Comment - Confusion over roof extension ruling

Planning authorities, inspectors and householders are struggling to get to grips with June's High Court ruling on the distance dormer windows and other roof extensions need to be set back from the edge of a dwelling to qualify for permitted development rights under class B, part 1, schedule 2 of the General Permitted Development Order (GPDO) 2008.


Condition B.2(b) states that to qualify for class B rights, "the edge of the enlargement closest to the eaves of the original roof, shall, so far as practicable, be not less than 20 centimetres from the eaves of the original roof". The Department for Communities and Local Government's technical guidance note Permitted Development for Householders advises that the 20 centimetres should be measured along the roof slope from the outermost edge of the eaves.
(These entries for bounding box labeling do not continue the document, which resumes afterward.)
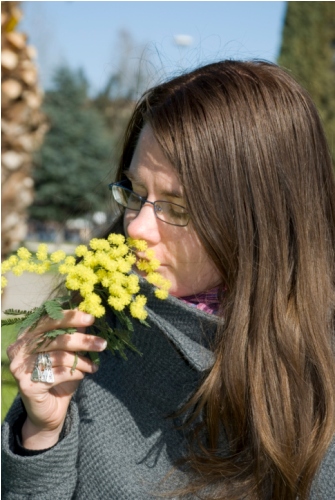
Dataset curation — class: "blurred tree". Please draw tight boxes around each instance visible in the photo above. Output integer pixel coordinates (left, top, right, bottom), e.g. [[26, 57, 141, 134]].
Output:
[[30, 67, 112, 222], [1, 2, 47, 257], [278, 2, 335, 165], [92, 30, 151, 156]]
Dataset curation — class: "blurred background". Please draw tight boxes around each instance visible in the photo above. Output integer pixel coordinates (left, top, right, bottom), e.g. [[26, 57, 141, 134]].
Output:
[[1, 1, 335, 417]]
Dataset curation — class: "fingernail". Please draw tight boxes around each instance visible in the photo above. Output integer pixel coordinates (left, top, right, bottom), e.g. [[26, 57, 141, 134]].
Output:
[[81, 313, 95, 325], [95, 339, 107, 351]]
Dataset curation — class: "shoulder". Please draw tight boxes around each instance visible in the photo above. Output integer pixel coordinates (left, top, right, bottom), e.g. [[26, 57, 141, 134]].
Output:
[[310, 436, 335, 500]]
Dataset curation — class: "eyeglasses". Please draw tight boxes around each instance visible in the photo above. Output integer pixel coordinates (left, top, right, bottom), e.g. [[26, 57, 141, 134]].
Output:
[[108, 181, 190, 226]]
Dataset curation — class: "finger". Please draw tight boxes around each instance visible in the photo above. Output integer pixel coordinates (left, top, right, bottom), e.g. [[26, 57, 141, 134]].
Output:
[[18, 366, 85, 397], [9, 351, 99, 380], [36, 332, 107, 352], [23, 309, 95, 337]]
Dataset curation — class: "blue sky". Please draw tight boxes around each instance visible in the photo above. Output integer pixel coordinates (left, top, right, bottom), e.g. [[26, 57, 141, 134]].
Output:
[[18, 1, 286, 93]]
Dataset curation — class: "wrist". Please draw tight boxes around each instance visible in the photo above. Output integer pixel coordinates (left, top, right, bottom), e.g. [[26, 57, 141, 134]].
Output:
[[21, 417, 63, 450]]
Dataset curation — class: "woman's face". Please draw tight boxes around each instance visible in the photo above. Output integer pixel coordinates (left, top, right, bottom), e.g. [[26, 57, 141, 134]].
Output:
[[124, 125, 220, 297]]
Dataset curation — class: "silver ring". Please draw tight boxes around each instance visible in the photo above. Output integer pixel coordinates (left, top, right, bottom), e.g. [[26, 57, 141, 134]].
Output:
[[31, 352, 55, 384]]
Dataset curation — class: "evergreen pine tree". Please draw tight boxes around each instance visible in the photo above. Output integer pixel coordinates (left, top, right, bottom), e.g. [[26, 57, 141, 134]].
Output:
[[278, 2, 335, 165], [30, 67, 113, 222]]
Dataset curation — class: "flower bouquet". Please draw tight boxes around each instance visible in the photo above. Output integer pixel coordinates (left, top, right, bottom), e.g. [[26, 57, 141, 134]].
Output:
[[1, 233, 170, 368]]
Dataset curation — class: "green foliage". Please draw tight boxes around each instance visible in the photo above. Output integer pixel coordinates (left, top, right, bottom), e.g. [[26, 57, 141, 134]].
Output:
[[278, 2, 335, 164], [88, 311, 142, 364], [30, 67, 113, 222]]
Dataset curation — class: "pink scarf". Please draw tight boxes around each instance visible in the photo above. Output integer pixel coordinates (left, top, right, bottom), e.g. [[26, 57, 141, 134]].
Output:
[[180, 286, 224, 314]]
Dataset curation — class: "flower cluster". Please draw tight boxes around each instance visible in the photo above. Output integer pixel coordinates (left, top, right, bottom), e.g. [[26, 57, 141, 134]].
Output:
[[1, 233, 170, 321]]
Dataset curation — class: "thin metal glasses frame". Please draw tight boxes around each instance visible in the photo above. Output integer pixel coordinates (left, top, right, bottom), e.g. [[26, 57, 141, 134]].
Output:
[[108, 181, 190, 227]]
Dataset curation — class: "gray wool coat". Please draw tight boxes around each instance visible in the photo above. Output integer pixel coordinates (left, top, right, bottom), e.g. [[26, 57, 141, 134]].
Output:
[[2, 282, 335, 500]]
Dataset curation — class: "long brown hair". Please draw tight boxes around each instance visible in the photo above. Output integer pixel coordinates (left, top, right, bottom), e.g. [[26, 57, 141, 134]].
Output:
[[115, 61, 335, 500]]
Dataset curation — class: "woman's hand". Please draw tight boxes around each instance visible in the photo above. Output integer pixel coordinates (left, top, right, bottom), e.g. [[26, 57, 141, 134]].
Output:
[[7, 310, 106, 450]]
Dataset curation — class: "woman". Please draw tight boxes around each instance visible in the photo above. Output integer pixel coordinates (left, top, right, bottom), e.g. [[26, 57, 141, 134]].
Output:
[[3, 61, 335, 500]]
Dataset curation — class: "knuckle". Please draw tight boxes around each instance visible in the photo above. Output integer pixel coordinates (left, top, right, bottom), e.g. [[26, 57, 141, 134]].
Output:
[[6, 342, 20, 361]]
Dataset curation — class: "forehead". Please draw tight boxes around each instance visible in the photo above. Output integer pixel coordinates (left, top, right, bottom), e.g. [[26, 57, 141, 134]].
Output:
[[127, 124, 180, 189]]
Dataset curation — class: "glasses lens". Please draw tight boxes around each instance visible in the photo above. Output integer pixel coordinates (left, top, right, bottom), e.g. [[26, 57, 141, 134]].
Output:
[[155, 201, 190, 226], [112, 185, 142, 210]]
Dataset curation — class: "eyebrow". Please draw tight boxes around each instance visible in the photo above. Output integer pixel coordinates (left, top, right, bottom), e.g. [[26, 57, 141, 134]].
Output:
[[123, 170, 184, 199]]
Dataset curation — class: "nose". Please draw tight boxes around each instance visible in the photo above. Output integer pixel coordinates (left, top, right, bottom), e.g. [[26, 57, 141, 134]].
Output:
[[124, 203, 160, 245]]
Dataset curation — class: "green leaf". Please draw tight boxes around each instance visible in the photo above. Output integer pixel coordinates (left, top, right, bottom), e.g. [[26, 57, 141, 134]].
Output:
[[3, 307, 37, 316], [1, 318, 22, 326], [19, 305, 46, 333], [43, 300, 64, 319]]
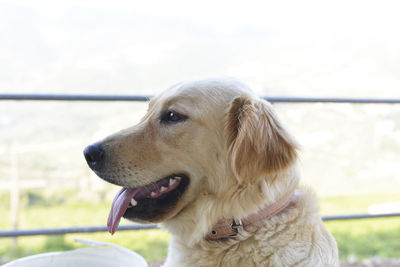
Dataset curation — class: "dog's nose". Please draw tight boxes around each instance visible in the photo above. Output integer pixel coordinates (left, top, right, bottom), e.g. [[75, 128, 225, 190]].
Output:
[[83, 143, 105, 170]]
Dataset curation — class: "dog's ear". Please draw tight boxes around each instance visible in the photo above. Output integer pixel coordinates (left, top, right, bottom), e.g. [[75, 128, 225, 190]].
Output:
[[225, 96, 297, 180]]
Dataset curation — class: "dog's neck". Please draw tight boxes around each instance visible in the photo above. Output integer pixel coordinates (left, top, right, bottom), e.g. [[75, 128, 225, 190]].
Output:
[[205, 191, 295, 241]]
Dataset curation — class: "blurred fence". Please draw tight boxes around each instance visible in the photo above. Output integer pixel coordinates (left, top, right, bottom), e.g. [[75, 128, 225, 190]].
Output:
[[0, 94, 400, 237]]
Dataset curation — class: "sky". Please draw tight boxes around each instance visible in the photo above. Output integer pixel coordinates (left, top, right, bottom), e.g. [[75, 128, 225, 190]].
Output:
[[0, 0, 400, 98]]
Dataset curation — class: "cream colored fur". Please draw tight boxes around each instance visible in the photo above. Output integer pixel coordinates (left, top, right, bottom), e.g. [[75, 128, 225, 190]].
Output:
[[99, 79, 339, 267]]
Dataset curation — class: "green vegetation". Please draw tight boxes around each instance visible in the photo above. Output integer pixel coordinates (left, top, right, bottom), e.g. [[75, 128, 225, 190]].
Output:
[[0, 192, 400, 260]]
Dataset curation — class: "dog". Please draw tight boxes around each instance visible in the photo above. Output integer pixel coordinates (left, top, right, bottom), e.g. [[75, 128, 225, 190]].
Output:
[[84, 78, 339, 267]]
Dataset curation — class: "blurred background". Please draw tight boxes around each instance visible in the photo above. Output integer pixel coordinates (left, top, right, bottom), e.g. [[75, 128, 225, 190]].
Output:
[[0, 0, 400, 261]]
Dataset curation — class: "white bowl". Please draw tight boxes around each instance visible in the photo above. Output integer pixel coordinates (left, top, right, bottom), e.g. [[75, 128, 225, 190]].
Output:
[[2, 240, 148, 267]]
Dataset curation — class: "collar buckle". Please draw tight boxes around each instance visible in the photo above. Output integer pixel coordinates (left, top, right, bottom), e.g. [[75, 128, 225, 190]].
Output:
[[231, 219, 243, 235]]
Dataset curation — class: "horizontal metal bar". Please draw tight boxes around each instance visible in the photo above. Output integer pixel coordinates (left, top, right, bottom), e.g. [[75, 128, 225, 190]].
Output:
[[0, 94, 400, 104], [0, 213, 400, 237], [0, 94, 151, 101], [0, 224, 158, 237], [322, 213, 400, 221]]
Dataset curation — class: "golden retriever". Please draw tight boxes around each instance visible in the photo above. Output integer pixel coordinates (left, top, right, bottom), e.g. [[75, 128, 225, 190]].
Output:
[[84, 78, 339, 267]]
This formula was tested in London Borough of Waltham Forest v Secretary of State for Communities and Local Government, in which the council challenged an inspector's decision to quash an enforcement notice requiring the removal of a rear dormer extension at a house in east London. The council contended that the 20-centimetre setback distance should be measured from the inner edge of the eaves - in other words, from the intersection of the back wall and roof of the property.

Applying the technical guidance, the inspector rejected this approach (DCS Number 100-074-491). After referring to various dictionary definitions, the judge was satisfied that the natural interpretation of condition B.2(b) was that the setback should be measured from the closest point of the eaves, at their intersection with the wall. On that basis, he struck down the inspector's decision.

The online version of the technical guidance now includes a footnote saying the department is considering the impact of the court decision and advises householders to "discuss roof extension proposals with their local authority" in the meantime. Given that council planners are probably as confused as anyone, this advice seems of limited utility.

The confusion that arises for applicants was illustrated by an appeal decision last month on an enforcement notice requiring removal of rear roof extensions elsewhere in east London (see the full article). The appellant had carried out further works in an attempt to bring the extensions within the scope of the GPDO, as defined in the technical guidance.

The inspector decided that to require further changes to meet the "correctly defined" setback implied by the court ruling would produce only a marginal visual improvement. He noted that the appellant had plainly made efforts to establish whether the works were lawful "against a confused background at a time of what has been proven to be incorrect technical guidance".